In contrast to S.H.I.E.L.D., where (super) powers can corrupt, Lucky 7 is filled with anything but super heroes. These characters are stereotypically strapped for money and carry their own sets of baggage along that we are given glimpses of in the pilot. We are also shown, at the very start, a flash forward scene that foreshadows what’s to come, and it does not look good. I am not sure the future of this show looks that good, either.

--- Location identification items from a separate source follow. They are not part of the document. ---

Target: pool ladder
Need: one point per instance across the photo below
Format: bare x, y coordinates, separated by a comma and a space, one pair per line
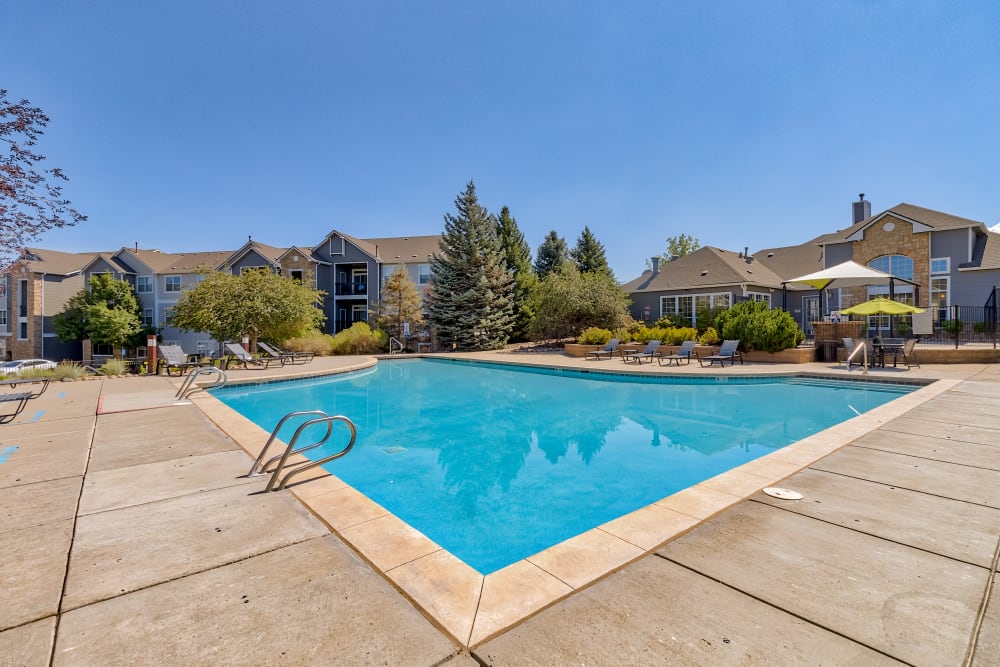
280, 461
189, 386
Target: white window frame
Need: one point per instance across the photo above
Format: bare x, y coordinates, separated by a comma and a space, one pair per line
947, 266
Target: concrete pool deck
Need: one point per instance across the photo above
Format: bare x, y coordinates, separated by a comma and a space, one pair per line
130, 535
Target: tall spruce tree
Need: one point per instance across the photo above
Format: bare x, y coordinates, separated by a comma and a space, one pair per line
552, 254
589, 255
517, 256
469, 303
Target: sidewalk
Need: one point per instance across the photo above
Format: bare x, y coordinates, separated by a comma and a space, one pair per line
130, 536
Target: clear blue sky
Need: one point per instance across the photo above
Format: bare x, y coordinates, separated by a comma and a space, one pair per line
190, 125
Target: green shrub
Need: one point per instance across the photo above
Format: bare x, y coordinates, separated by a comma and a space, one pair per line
67, 370
317, 342
677, 335
710, 337
759, 328
594, 336
360, 339
112, 368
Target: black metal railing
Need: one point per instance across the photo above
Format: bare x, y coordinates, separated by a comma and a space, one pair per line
351, 289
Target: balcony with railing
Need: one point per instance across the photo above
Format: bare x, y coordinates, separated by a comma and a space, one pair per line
351, 288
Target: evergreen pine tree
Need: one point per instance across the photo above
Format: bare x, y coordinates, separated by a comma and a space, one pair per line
469, 303
552, 254
517, 255
589, 254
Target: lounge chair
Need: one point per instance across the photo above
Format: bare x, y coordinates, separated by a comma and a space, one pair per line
286, 356
729, 351
174, 358
19, 400
907, 352
242, 356
685, 352
608, 350
648, 353
35, 393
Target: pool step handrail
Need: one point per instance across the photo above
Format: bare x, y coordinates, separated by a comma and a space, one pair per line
279, 468
257, 468
189, 386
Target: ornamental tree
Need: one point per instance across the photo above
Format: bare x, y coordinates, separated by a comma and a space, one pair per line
260, 304
399, 303
31, 200
469, 302
106, 312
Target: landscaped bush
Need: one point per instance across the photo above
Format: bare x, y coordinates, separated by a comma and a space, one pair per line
759, 328
710, 337
677, 335
112, 368
315, 341
67, 370
360, 339
594, 336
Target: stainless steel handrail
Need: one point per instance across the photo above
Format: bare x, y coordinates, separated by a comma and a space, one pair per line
188, 385
308, 466
256, 469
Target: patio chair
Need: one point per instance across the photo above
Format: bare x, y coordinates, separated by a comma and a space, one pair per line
19, 400
685, 352
608, 350
907, 352
237, 352
286, 356
728, 351
175, 358
648, 353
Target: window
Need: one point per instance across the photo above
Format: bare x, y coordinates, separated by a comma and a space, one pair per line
941, 265
939, 298
388, 271
900, 266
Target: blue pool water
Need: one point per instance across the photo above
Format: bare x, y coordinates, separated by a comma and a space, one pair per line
497, 462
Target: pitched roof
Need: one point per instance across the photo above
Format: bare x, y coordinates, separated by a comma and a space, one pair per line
40, 260
929, 218
705, 267
180, 262
404, 248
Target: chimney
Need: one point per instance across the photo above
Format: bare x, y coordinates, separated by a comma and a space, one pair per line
861, 209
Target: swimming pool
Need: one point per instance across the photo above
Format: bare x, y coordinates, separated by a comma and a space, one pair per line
497, 462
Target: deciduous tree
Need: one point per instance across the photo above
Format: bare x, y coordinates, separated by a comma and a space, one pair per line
107, 312
259, 304
31, 199
570, 301
399, 303
469, 302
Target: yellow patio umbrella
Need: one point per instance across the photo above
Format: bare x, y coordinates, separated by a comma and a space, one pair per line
882, 306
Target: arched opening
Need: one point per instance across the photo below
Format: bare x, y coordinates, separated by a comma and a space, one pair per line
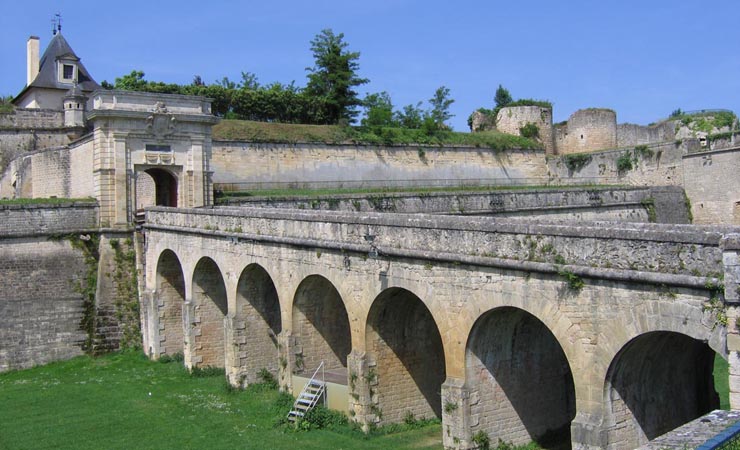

The characters were too hollow and predictable to me. They came off as badly sketched representations of what we are to take as “everyday” men and women. We have the young husband and father who has an hard to please wife and an intolerable family, who he and his own family have been forced to live with. He has a ticking time clock over his head, and a down payment looming for a chance to save his marriage and have a home of their own. His brother is an ex-convict who is being tailed and harassed by his old “crew” who are demanding payment. We have the wife who has “let herself go” which we are to believe is the reason why a) her husband is cheating and b) why they haven’t had sex in five years. Really? So, not being thin means no sex and a cheating spouse? Oh, and in her first scene we get to see her sneak donuts (really?) and believe a blatant, and poorly executed, lie from her husband said between his taunts about her eating. Oh, and of course we have the young girl from India whose family is pushing her to marry a doctor, and a single mom who is obviously in hiding from something (probably an abusive husband). Have I forgotten anyone? Oh wait, yes, the kind owner of the store who is injured at the start, but still thinks the best of those who hurt him and the implied hero of this tale, the charismatic father who did not buy into the lottery pool, choosing instead to save his “lottery monies” in a coffee can – we already know that despite his disappointment in not sharing in the millions, he will come out being the most successful and happy in the bunch.
You can probably see where this is all going, as well, right?
I do not think there is enough in the characters, story or plot to sustain a full series, much less a season of a series. For me, there are no surprises, as I could see the paths and the futures for all these characters before the show reached its half-way mark. As much as I love dramedies and ensemble casts, I do not think this one is a keeper.